As described by Matt’s EICAR recap post last week, my colleague Jigar Mody and I presented a paper on this research work at the EICAR conference at Hamburg, Germany. The subject was on automatic malware classification using runtime events and machine learning. The underlying approach we took involves capturing malware behavior in a time sequence of events, which is a knowledge representation we then used as input to a machine learning process to uncover similarity information across a large number of malware samples. The novelty in this research is the application of a distance-based clustering algorithm on behavioral data observed during malware execution. Past technologies and research attempts, such as rule-based, weights/thresholds and abstract feature set approaches, focus mostly on heuristics to detect generic categories of malware (e.g. malicious or not); common challenges include algorithms too generic to provide classification precision or difficult to scale to unaccounted characteristics.

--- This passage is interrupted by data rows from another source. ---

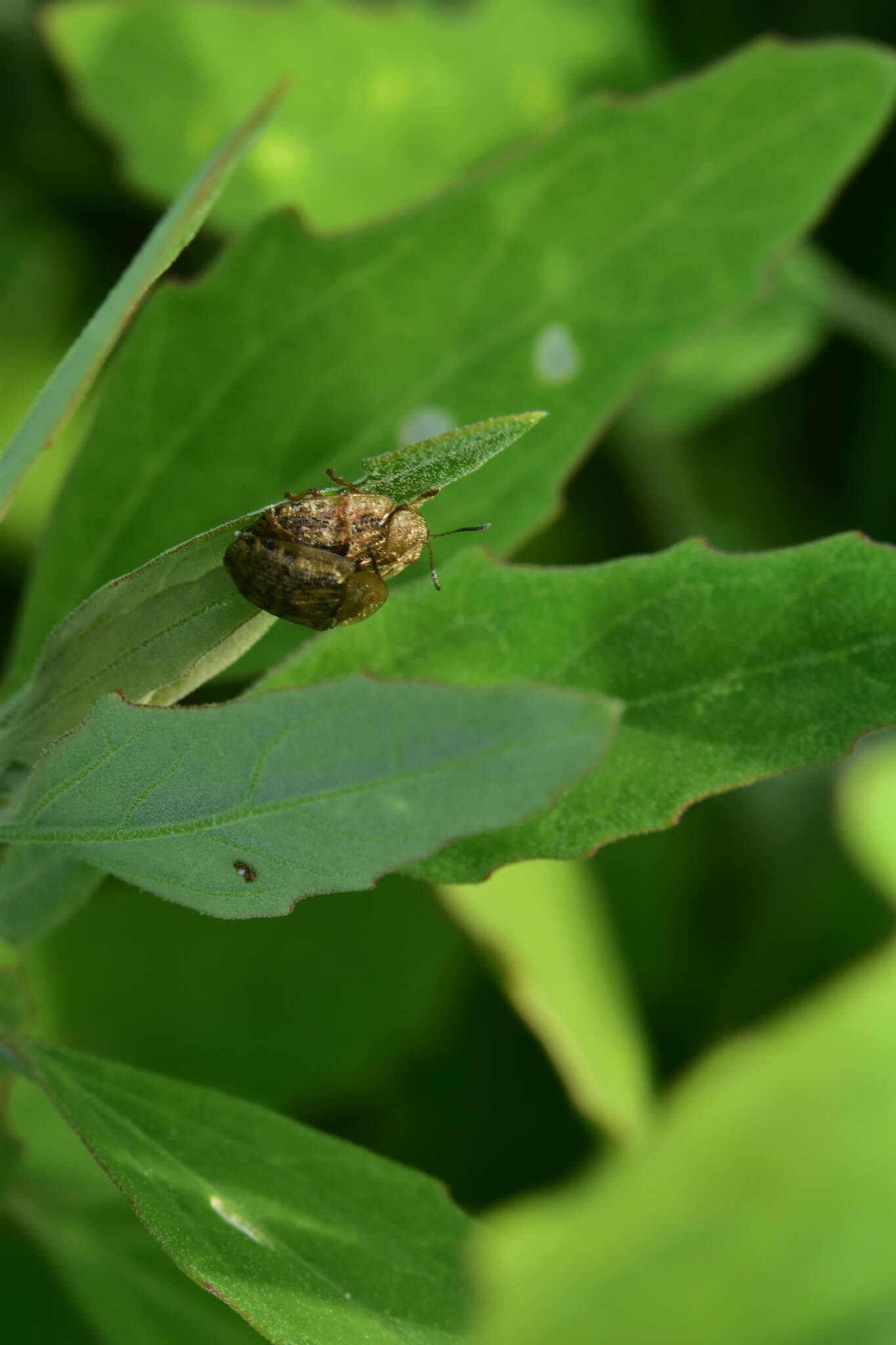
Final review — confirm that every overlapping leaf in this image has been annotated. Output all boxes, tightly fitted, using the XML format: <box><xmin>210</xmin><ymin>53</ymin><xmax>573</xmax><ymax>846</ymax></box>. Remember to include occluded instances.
<box><xmin>470</xmin><ymin>951</ymin><xmax>896</xmax><ymax>1345</ymax></box>
<box><xmin>0</xmin><ymin>678</ymin><xmax>616</xmax><ymax>919</ymax></box>
<box><xmin>45</xmin><ymin>0</ymin><xmax>652</xmax><ymax>229</ymax></box>
<box><xmin>439</xmin><ymin>861</ymin><xmax>649</xmax><ymax>1143</ymax></box>
<box><xmin>3</xmin><ymin>1032</ymin><xmax>470</xmax><ymax>1345</ymax></box>
<box><xmin>0</xmin><ymin>515</ymin><xmax>276</xmax><ymax>762</ymax></box>
<box><xmin>9</xmin><ymin>43</ymin><xmax>896</xmax><ymax>682</ymax></box>
<box><xmin>4</xmin><ymin>1078</ymin><xmax>259</xmax><ymax>1345</ymax></box>
<box><xmin>261</xmin><ymin>534</ymin><xmax>896</xmax><ymax>882</ymax></box>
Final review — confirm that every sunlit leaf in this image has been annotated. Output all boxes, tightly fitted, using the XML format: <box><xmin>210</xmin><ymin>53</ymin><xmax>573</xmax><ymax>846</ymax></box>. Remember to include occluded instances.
<box><xmin>9</xmin><ymin>39</ymin><xmax>896</xmax><ymax>683</ymax></box>
<box><xmin>438</xmin><ymin>861</ymin><xmax>650</xmax><ymax>1142</ymax></box>
<box><xmin>470</xmin><ymin>951</ymin><xmax>896</xmax><ymax>1345</ymax></box>
<box><xmin>3</xmin><ymin>1033</ymin><xmax>470</xmax><ymax>1345</ymax></box>
<box><xmin>261</xmin><ymin>534</ymin><xmax>896</xmax><ymax>882</ymax></box>
<box><xmin>0</xmin><ymin>678</ymin><xmax>616</xmax><ymax>919</ymax></box>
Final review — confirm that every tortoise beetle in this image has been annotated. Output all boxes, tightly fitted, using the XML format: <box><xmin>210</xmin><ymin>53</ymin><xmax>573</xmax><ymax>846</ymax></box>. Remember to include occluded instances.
<box><xmin>224</xmin><ymin>468</ymin><xmax>490</xmax><ymax>631</ymax></box>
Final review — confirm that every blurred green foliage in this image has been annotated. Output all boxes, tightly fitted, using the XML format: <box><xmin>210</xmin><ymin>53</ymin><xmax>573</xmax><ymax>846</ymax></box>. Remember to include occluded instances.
<box><xmin>0</xmin><ymin>0</ymin><xmax>896</xmax><ymax>1345</ymax></box>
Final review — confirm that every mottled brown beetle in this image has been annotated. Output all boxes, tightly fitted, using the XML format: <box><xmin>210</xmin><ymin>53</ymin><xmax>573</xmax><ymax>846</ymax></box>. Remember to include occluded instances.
<box><xmin>224</xmin><ymin>468</ymin><xmax>490</xmax><ymax>631</ymax></box>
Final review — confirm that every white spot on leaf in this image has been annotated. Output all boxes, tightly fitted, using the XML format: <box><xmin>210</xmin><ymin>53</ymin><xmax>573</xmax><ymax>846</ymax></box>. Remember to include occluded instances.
<box><xmin>532</xmin><ymin>323</ymin><xmax>582</xmax><ymax>386</ymax></box>
<box><xmin>208</xmin><ymin>1196</ymin><xmax>268</xmax><ymax>1246</ymax></box>
<box><xmin>398</xmin><ymin>406</ymin><xmax>457</xmax><ymax>448</ymax></box>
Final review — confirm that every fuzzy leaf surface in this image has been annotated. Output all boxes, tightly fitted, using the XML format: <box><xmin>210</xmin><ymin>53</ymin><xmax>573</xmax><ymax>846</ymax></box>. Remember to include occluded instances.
<box><xmin>0</xmin><ymin>90</ymin><xmax>280</xmax><ymax>511</ymax></box>
<box><xmin>13</xmin><ymin>43</ymin><xmax>896</xmax><ymax>684</ymax></box>
<box><xmin>357</xmin><ymin>412</ymin><xmax>544</xmax><ymax>504</ymax></box>
<box><xmin>3</xmin><ymin>1032</ymin><xmax>471</xmax><ymax>1345</ymax></box>
<box><xmin>253</xmin><ymin>534</ymin><xmax>896</xmax><ymax>882</ymax></box>
<box><xmin>0</xmin><ymin>678</ymin><xmax>616</xmax><ymax>919</ymax></box>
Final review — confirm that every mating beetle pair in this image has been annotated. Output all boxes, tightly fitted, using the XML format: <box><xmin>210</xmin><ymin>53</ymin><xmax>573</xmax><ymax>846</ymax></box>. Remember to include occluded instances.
<box><xmin>224</xmin><ymin>468</ymin><xmax>490</xmax><ymax>631</ymax></box>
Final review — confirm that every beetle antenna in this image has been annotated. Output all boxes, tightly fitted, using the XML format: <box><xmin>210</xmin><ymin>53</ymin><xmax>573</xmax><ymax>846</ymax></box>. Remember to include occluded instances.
<box><xmin>426</xmin><ymin>534</ymin><xmax>442</xmax><ymax>593</ymax></box>
<box><xmin>426</xmin><ymin>523</ymin><xmax>492</xmax><ymax>593</ymax></box>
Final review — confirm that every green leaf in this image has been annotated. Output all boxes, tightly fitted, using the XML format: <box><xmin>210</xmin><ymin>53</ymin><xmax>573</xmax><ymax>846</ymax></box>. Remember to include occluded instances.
<box><xmin>9</xmin><ymin>43</ymin><xmax>896</xmax><ymax>684</ymax></box>
<box><xmin>0</xmin><ymin>845</ymin><xmax>102</xmax><ymax>948</ymax></box>
<box><xmin>43</xmin><ymin>0</ymin><xmax>658</xmax><ymax>229</ymax></box>
<box><xmin>26</xmin><ymin>871</ymin><xmax>475</xmax><ymax>1119</ymax></box>
<box><xmin>439</xmin><ymin>861</ymin><xmax>650</xmax><ymax>1142</ymax></box>
<box><xmin>0</xmin><ymin>79</ymin><xmax>281</xmax><ymax>511</ymax></box>
<box><xmin>0</xmin><ymin>515</ymin><xmax>277</xmax><ymax>762</ymax></box>
<box><xmin>357</xmin><ymin>412</ymin><xmax>547</xmax><ymax>504</ymax></box>
<box><xmin>622</xmin><ymin>248</ymin><xmax>830</xmax><ymax>437</ymax></box>
<box><xmin>259</xmin><ymin>534</ymin><xmax>896</xmax><ymax>882</ymax></box>
<box><xmin>0</xmin><ymin>678</ymin><xmax>616</xmax><ymax>919</ymax></box>
<box><xmin>838</xmin><ymin>739</ymin><xmax>896</xmax><ymax>904</ymax></box>
<box><xmin>0</xmin><ymin>189</ymin><xmax>90</xmax><ymax>566</ymax></box>
<box><xmin>470</xmin><ymin>950</ymin><xmax>896</xmax><ymax>1345</ymax></box>
<box><xmin>4</xmin><ymin>1078</ymin><xmax>335</xmax><ymax>1345</ymax></box>
<box><xmin>4</xmin><ymin>1033</ymin><xmax>470</xmax><ymax>1345</ymax></box>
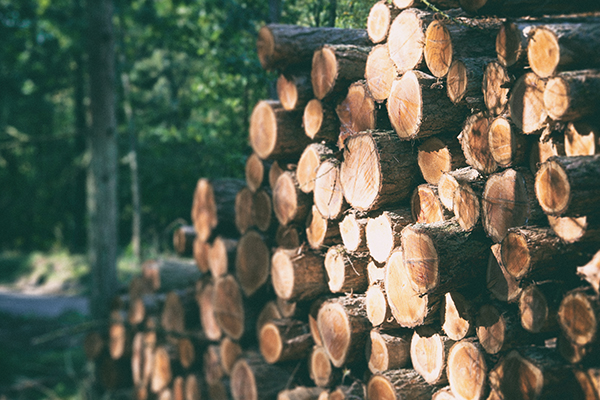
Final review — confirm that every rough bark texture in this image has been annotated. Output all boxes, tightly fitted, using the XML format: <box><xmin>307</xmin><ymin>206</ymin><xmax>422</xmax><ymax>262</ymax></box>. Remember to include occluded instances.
<box><xmin>256</xmin><ymin>24</ymin><xmax>369</xmax><ymax>70</ymax></box>
<box><xmin>340</xmin><ymin>131</ymin><xmax>417</xmax><ymax>211</ymax></box>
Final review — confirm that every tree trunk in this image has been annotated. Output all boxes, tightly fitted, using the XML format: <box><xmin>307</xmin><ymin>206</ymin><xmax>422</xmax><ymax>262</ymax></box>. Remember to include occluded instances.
<box><xmin>256</xmin><ymin>24</ymin><xmax>369</xmax><ymax>70</ymax></box>
<box><xmin>365</xmin><ymin>208</ymin><xmax>413</xmax><ymax>263</ymax></box>
<box><xmin>271</xmin><ymin>247</ymin><xmax>329</xmax><ymax>301</ymax></box>
<box><xmin>387</xmin><ymin>70</ymin><xmax>468</xmax><ymax>140</ymax></box>
<box><xmin>417</xmin><ymin>135</ymin><xmax>467</xmax><ymax>185</ymax></box>
<box><xmin>250</xmin><ymin>100</ymin><xmax>310</xmax><ymax>160</ymax></box>
<box><xmin>310</xmin><ymin>44</ymin><xmax>371</xmax><ymax>100</ymax></box>
<box><xmin>340</xmin><ymin>131</ymin><xmax>417</xmax><ymax>211</ymax></box>
<box><xmin>317</xmin><ymin>295</ymin><xmax>371</xmax><ymax>368</ymax></box>
<box><xmin>86</xmin><ymin>0</ymin><xmax>118</xmax><ymax>318</ymax></box>
<box><xmin>365</xmin><ymin>43</ymin><xmax>398</xmax><ymax>103</ymax></box>
<box><xmin>325</xmin><ymin>244</ymin><xmax>369</xmax><ymax>293</ymax></box>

Having looked into numerous research and technologies from the past, we decided to take a step back and approach the problem from ground zero. First, we conceptualized the classification process in terms of knowledge consumption, representation, learning, and application. We then tackled the basic problem of representing knowledge extracted from malware. By using event sequences as a representation, we were able to describe the ordered effects or system transition states observed from malware behavior. Unlike common statistics-based data mining techniques (association rules, Bayesian classifiers, term vector, etc.), we use instance-based learning, allowing objects represented in rich syntax (ordered sequence). We solved the object-distance problem by adapting Levenshtein distance to measure similarity between objects. We took an innovative approach to fine tune edit operation cost as a function of event type, values and operation type, in order to achieve optimal similarity precision. We then employed K-medoids clustering algorithm to construct semantic groups of malware objects based on similarity measure, classes to serve as the basis to family classification.

The preliminary tests, conducted among 3 to 11 families, with total over 700 variants, showed fairly high classification accuracy (up to 84%). The tests reveal a  consistent trend of improving results with respect to number of families, clusters and events. As the number of events used in the similarity measure increase, we see the increase in accuracy as we expected. We also found that number of clusters and families affect the classification accuracy positively, because, given proper similarity measure, the more semantic groups proposed, the more centers or space for data points to be drawn to the right groups. We also observe the outlier effects were contained to the degree in proportion to the number of clusters proposed, because of the stronger collective “gravitational forces” due to the increased number of centroids. For more detailed observations, please see the paper available for download from the Microsoft Download Center.

We are continuously working on optimizing the algorithms and techniques of this system, such as the similarity measure precision, clustering algorithm efficiency, malware replication system effectiveness, and applications in domains such as automated behavior descriptions and correlation analysis. The method we have proposed in the paper is one of the many routes towards a solution that addresses the challenge of a growing number of malware in the wild.

-Tony